Playa de la Chiva es un paraíso para quienes practican snorkely buceo, pero es Puerto Mosquito lo que se lleva todas las miradas. Es una de las siete bahías que se encienden con luces provocadas por seres biológicos, esta es por lejos la más impresionante de todas gracias a la claridad y brillo de sus aguas.

Intenta no llegar en luna llena y reserva un tour cuando la noche sea bien cerrada para apreciar la magia de estos organismos llamados dinoflagellates que dan un color entre azul y verde para encender las aguas en plena oscuridad.

La segunda playa que debes tener en un tu lista de imperdibles es la Isla de Pascuas, donde verás las obras de los artistas más misteriosos de la historia. A casi 3500 kilómetros de la capital chilena, esta isla remota aún no develó quiénes la habitaron y crearon esos 900 monolitos de piedra que se dejan ver para seguir provocando el mayor de los asombros.

Este terreno en medio del Pacífico Sur ha conservado esas caras largas talladas sin mostrar nada más de su pasado. Se las llama moai y son únicas en el mundo puesto que nada parecido se ha visto en otra parte del globo.
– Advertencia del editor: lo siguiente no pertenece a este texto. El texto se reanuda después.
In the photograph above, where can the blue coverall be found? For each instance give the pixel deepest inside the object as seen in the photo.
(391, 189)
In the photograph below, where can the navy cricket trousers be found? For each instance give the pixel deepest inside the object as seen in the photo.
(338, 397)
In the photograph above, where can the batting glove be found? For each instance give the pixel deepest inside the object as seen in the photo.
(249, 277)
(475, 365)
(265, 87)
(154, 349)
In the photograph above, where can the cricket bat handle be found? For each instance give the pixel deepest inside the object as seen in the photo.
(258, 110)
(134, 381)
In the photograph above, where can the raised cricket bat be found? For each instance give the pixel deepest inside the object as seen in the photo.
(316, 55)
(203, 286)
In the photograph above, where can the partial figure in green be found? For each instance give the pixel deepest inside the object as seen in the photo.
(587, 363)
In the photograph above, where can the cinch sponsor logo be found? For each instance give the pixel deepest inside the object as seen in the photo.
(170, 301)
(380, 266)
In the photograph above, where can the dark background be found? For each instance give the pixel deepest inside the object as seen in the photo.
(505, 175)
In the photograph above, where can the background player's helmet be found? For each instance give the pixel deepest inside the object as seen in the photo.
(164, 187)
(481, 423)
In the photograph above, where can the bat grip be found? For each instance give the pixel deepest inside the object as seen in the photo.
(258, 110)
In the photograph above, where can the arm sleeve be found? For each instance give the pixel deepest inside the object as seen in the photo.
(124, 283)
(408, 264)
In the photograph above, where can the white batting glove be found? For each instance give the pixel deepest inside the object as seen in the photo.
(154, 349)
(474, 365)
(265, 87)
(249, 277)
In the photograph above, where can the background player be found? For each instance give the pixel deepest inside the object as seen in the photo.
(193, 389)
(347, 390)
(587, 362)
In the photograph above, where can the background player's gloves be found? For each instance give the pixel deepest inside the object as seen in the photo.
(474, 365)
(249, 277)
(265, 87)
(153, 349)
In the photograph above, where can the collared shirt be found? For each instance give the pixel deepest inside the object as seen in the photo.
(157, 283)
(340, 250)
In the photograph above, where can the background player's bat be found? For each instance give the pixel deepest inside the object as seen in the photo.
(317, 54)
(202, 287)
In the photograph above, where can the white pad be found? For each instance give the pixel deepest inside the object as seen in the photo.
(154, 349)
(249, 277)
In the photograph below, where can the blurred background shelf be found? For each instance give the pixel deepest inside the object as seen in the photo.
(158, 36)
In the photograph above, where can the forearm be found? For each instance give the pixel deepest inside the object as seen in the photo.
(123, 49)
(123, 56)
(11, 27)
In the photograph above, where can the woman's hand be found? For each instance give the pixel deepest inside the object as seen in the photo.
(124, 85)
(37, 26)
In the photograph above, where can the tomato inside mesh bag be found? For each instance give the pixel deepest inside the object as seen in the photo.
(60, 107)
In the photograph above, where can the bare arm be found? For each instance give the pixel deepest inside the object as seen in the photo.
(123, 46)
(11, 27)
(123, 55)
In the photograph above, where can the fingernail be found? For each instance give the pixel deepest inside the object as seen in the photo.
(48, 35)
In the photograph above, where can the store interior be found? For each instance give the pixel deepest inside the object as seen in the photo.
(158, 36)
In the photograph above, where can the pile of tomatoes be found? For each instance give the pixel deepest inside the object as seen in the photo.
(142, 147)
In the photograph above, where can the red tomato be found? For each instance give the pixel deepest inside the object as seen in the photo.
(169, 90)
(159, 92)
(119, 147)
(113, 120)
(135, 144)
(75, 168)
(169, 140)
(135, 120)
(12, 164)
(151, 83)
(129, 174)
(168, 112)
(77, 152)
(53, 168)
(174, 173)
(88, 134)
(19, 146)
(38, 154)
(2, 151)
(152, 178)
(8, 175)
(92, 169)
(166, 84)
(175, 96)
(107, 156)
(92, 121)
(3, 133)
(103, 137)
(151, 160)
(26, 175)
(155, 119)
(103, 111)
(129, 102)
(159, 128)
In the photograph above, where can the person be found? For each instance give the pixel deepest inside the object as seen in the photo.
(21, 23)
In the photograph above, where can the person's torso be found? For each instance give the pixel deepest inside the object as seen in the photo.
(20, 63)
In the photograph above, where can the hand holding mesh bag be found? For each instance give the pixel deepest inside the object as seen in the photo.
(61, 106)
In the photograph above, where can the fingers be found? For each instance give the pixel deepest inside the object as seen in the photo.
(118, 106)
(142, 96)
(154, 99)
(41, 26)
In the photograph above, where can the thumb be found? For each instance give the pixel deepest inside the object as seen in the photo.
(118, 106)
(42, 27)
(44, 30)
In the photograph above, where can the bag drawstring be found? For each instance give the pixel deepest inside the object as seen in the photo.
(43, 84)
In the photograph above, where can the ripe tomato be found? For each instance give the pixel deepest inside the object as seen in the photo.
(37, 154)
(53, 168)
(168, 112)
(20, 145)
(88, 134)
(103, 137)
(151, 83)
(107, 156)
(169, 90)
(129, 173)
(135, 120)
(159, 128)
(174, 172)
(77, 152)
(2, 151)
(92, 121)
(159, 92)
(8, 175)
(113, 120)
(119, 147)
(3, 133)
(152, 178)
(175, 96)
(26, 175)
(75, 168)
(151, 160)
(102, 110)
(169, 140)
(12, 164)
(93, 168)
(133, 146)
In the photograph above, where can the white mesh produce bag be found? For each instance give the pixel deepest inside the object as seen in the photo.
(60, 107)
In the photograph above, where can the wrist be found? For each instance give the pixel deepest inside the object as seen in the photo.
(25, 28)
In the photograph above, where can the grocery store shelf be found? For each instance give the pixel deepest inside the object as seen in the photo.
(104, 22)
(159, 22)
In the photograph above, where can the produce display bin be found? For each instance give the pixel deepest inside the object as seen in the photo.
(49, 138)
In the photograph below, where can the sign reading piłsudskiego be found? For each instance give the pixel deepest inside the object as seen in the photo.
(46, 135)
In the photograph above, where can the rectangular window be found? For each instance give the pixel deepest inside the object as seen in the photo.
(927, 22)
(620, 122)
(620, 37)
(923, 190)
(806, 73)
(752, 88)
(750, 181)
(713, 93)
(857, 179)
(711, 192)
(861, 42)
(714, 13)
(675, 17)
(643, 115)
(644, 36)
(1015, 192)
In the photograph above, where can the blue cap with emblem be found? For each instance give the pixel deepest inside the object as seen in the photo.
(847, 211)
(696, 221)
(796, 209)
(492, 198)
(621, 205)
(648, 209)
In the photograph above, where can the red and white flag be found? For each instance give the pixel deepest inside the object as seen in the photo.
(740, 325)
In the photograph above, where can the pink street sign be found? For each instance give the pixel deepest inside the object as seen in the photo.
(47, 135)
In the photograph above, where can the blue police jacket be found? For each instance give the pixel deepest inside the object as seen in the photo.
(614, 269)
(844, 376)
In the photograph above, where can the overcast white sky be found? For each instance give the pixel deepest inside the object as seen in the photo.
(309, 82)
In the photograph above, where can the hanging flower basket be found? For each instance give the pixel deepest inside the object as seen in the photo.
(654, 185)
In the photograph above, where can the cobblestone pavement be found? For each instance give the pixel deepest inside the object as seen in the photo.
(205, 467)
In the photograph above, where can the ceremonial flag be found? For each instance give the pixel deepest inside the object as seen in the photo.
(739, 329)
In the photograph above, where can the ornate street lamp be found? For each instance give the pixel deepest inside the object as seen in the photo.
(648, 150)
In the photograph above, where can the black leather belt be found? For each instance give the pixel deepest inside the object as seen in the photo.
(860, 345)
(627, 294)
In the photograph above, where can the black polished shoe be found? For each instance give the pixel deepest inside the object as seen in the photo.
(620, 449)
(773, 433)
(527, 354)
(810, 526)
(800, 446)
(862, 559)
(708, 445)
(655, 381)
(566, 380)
Cada una pesa más de 14 toneladas y muchas permanecen aún en pie, haciendo que los turistas que llegan año a año no puedan explicarse quiénes ni cómo las hicieron aparecer allí.

Uno de los sitios más recomendados dentro de la Isla de Pascuas es Rano Raraku, el volcán de donde algunos moai fueron encontrados y donde aún permanecen algo así como 400 figuras,todos congelados en distintos estados de conclusión. En la isla sólo hay un pueblo, Hanga Roa, donde podrás alojarte cómodamente pero no por poco dinero.

Otro gran destino que debe estar en tu lista es Bali, isla espiritual si las hay, al punto que es conocida como “de los dioses”. La escritora Elizabeth Gilbert encontró aquí la calidez y la esencia espiritual para crear “Comer, rezar, amar” que ha estado en estos contornos desde hace siglos.
Es una de las 17.00 islas del archipiélago de Indonesia y la única donde los hindúes se han conformado en la mayoría religiosa. Si visitas Bali te sorprenderá que casi a diario se celebra alguna fiesta venerando a algún dios. Tres son los templos en Besakih (el templo madre de la isla) que han sobrevivido a una erupción volcánica que ocurrió en 1963 y que llegó a destruir las villas de los alrededores.

Este hecho es considerado por los locales como un verdadero milagro quienes llegan hasta estos templos en procesión, trayendo en sus cabezas las ofrendas que se balancean al andar. Luego, suben los escalones al ritmo de los mantras y las campanas sonando mientras las umbul-umbuls (banderas balinesas) danzan al viento. Si estás buscando un viaje al yo interior, el mejor sitio en Bali par ello es el Centro Nirarta, un hotel muy bello, con terrazas y jardines donde hay sesiones de meditación todos los días.

Son muchas más las islas que merecen estar en la lista de las que hay que visitar una vez en la vida pero, para empezar, estas tres pueden dar un pantallazo más que efectivo para entender toda la belleza, el misterio y la espiritualidad que puede habitar playa adentro.